Осенью, когда земля уже звенела под колесами, Петр Елисеич был вызван в Мурмос для личных объяснений по поводу того проекта, который был составлен им еще зимой. Раньше он ездил в Мурмос один, а теперь взял с собой Нюрочку, потому что там жили Груздевы и она могла погостить у них. Дальше Самосадки Нюрочка не бывала, и можно представить себе ее радость, когда отец объявил ей о предстоявшей поездке. О Мурмосе у ней сложилось какое-то фантастическое представление, как о своего рода чуде: это большой-большой город, с каменными домами, громадною фабрикой, блестящими магазинами и вообще редкостями. По крайней мере так уверяли Домнушка и Катря, хотя они и не бывали там.

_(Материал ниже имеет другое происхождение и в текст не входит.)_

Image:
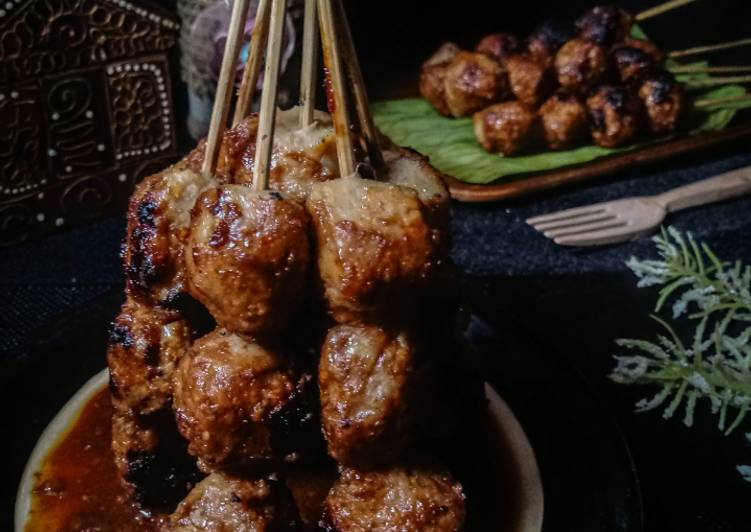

Перед отъездом Нюрочка не спала почти всю ночь и оделась по-дорожному ровно в шесть часов утра, когда кругом было еще темно. Девочку возмущало, что отец вернулся с фабрики к семи часам, как обыкновенно, не торопясь напился чаю и только потом велел закладывать лошадей. Нюрочка все время ходила в своей беличьей шубке и ни за что не хотела раздеться. Она рассердилась на отца, который ровно на зло ей медлил. Даже стенные часы, и те точно остановились, а Нюрочка бегала смотреть на них ровно через пять минут. Нет, они, кажется, никогда не выедут и она никогда не увидит Мурмоса с его чудесами. До десяти часов прошла целая вечность, и Нюрочка уселась в экипаж совсем истомленная, с недовольным личиком. Она даже надулась и не говорила с отцом. Большая летняя повозка, в которой они в прошлом году ездили в Самосадку, весело покатилась по широкой мурмосской дороге. Дурное настроение Нюрочки прошло сейчас же, и она с любопытством смотрела по сторонам дороги, где мелькал лес и покосы. Лесу здесь было меньше, чем по дороге в Самосадку, да и тот скоро совсем кончился, когда дорога вышла на берег большого озера Черчеж.